Aebli has spent a good deal of time on the podcast discussing his own remote teaching innovations, from his use of multiple cameras to incorporating more of his personality and interests into his instruction, such as his diehard Disney and “Star Wars” fandom.
Aebli credited Penn State Scranton Chancellor Marwan Wafa, Director of Academic Affairs H. Durell Johnson, and the College of IST for being so supportive of faculty flexibility and creativity during this unprecedented period.
“Everyone has been super supportive that we meet the needs of students, and I’ve been given the green light to make my classroom what I want it to be,” said Aebli, who in the fall plans to add a podcast-making project to his IST 110 course. “The possibilities are there if you’re willing to try it. A lot of teachers are recognizing their authentic selves in the classroom and they’re letting that aspect out more and more. They’re becoming versions of themselves that they never thought they would be.”

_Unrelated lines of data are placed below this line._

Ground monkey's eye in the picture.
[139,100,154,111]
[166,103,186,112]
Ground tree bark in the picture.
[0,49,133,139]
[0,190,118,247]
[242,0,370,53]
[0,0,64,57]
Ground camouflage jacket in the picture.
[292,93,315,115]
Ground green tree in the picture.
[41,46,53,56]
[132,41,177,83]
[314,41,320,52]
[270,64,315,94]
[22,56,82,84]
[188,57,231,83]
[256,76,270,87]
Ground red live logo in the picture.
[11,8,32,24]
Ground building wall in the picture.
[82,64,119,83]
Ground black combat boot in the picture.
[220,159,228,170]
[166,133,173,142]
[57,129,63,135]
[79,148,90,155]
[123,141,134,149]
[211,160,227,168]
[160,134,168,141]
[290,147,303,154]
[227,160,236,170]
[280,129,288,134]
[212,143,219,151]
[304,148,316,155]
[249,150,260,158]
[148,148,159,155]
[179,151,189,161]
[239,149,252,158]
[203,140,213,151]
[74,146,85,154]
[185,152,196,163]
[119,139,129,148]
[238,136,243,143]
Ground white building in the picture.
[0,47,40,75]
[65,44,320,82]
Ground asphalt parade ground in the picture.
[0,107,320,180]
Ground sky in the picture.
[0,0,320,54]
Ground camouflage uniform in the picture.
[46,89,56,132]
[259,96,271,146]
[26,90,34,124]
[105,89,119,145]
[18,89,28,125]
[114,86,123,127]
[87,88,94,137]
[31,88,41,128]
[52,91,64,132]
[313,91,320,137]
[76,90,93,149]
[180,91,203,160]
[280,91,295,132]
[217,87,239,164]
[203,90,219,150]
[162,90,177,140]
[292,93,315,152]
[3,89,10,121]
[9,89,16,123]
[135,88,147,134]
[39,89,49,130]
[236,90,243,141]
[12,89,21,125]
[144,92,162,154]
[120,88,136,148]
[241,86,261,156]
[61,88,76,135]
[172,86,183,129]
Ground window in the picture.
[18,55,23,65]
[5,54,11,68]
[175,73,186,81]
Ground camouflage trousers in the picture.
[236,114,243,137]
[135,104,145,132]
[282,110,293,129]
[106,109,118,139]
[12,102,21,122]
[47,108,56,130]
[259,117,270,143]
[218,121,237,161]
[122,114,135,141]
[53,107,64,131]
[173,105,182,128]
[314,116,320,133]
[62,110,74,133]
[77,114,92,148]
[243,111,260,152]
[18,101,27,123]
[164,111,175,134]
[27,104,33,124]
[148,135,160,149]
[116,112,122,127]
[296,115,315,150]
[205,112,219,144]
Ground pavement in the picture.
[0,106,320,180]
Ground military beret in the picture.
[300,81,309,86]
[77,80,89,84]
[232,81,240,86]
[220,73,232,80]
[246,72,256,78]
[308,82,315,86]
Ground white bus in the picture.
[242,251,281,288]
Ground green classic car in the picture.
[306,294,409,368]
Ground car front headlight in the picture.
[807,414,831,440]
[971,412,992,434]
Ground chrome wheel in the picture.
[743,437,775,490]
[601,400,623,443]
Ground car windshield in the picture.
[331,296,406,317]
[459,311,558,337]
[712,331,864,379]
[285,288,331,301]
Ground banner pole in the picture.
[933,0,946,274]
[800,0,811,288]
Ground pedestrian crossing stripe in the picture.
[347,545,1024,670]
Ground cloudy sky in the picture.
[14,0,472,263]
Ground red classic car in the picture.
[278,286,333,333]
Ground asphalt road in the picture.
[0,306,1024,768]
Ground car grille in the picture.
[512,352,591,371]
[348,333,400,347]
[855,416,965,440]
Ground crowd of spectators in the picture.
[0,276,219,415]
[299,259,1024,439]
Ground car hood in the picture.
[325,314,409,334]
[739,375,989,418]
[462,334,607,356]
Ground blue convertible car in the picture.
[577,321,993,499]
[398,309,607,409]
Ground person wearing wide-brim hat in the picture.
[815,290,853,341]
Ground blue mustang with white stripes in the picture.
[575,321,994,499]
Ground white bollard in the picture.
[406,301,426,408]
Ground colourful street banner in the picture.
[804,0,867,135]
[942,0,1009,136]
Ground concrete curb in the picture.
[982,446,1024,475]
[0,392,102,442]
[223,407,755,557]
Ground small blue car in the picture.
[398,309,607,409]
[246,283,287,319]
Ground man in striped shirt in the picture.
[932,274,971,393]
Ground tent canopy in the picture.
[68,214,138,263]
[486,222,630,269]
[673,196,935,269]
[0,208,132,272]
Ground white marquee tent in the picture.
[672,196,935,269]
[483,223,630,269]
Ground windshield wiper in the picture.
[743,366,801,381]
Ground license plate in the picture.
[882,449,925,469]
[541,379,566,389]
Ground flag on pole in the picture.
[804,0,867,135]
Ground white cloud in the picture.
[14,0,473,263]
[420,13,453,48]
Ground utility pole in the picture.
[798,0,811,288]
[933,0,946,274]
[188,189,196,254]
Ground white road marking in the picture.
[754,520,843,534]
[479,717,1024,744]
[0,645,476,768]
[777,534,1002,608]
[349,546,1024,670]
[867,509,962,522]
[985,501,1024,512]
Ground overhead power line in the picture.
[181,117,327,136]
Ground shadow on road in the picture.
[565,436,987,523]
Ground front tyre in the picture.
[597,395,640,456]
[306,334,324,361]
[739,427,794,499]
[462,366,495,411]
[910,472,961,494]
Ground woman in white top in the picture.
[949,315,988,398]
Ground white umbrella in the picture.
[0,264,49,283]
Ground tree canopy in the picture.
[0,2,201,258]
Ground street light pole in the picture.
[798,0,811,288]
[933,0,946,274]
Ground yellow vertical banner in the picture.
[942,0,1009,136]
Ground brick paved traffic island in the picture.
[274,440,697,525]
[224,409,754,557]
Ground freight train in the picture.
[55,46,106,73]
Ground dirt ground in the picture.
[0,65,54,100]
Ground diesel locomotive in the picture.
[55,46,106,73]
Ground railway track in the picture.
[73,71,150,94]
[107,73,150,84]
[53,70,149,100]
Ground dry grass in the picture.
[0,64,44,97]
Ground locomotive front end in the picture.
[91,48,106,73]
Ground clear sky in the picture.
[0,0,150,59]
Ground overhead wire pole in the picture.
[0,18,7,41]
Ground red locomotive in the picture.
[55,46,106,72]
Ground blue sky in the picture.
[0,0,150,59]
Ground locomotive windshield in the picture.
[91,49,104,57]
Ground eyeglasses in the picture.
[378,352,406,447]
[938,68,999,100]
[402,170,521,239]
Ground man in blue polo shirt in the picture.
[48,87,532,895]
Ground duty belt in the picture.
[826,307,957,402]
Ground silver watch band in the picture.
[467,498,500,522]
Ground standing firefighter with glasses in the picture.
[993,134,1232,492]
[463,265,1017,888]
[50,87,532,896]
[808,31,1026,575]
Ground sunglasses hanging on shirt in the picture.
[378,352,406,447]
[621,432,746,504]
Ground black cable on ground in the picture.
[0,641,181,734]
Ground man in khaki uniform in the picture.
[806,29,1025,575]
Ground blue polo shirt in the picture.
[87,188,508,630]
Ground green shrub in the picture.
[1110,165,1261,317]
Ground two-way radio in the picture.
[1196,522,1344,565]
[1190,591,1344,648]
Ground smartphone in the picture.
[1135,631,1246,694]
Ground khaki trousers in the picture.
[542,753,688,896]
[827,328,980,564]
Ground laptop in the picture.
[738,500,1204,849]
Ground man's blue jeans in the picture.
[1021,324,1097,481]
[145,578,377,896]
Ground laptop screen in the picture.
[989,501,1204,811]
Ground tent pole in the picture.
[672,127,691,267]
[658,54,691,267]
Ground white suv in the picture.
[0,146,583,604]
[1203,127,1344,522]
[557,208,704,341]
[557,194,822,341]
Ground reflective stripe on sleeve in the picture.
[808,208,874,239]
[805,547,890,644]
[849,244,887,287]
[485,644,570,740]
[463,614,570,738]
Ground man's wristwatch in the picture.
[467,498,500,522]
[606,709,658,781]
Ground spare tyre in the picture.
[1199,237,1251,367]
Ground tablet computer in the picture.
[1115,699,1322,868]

Resiliency is also a key theme of the podcast, and Aebli noted that remote teaching has made educators realize the need to further emphasize wellness and mindfulness in the classroom, both for students and themselves.
“Wellness is not a one-day event; it’s a life philosophy. You can’t just turn it on and off,” Aebli said. “We learned in the last year that teachers are resilient, but they also have to give time to themselves. And when you look at students, we’re there to serve them. Teaching in the same delivery style we learned in 1986 doesn’t work in 2021. You have to be constantly tweaking your systems and figuring out what’s working and not working. We have to realize that we’re all in this together, and it’s OK not to be OK.”
Aebli knows this as well as anyone. Just months after losing his mother to COVID-19, he contracted the virus around Christmastime.
A COVID-19 “long-hauler,” Aebli has yet to regain his sense of taste and smell, and he’s been plagued by ocular migraines that have affected his vision. Not surprisingly, the effects have taken a toll, and he recently started attending a COVID-19 survivors support group run by Geisinger.
“I think we’re going to be talking about these ripple effects of COVID for years to come. It’s just going to be a part of our society,” Aebli said. “But I think these stories need to be told, and it’s been good for me to share my story. I share with other people so that they know they’re not alone.”
Looking forward, Aebli is planning to reach out to former students to book as guests. All told, it’s been a wonderful experience, he said.
“We’re going to continue to do the podcast for as long as we can. And if it continues to help people, that’s great,” Aebli said. “What I do know is that it’s been a cathartic, healing thing for all four of us. And I’ve made a lot of new friends in the process.”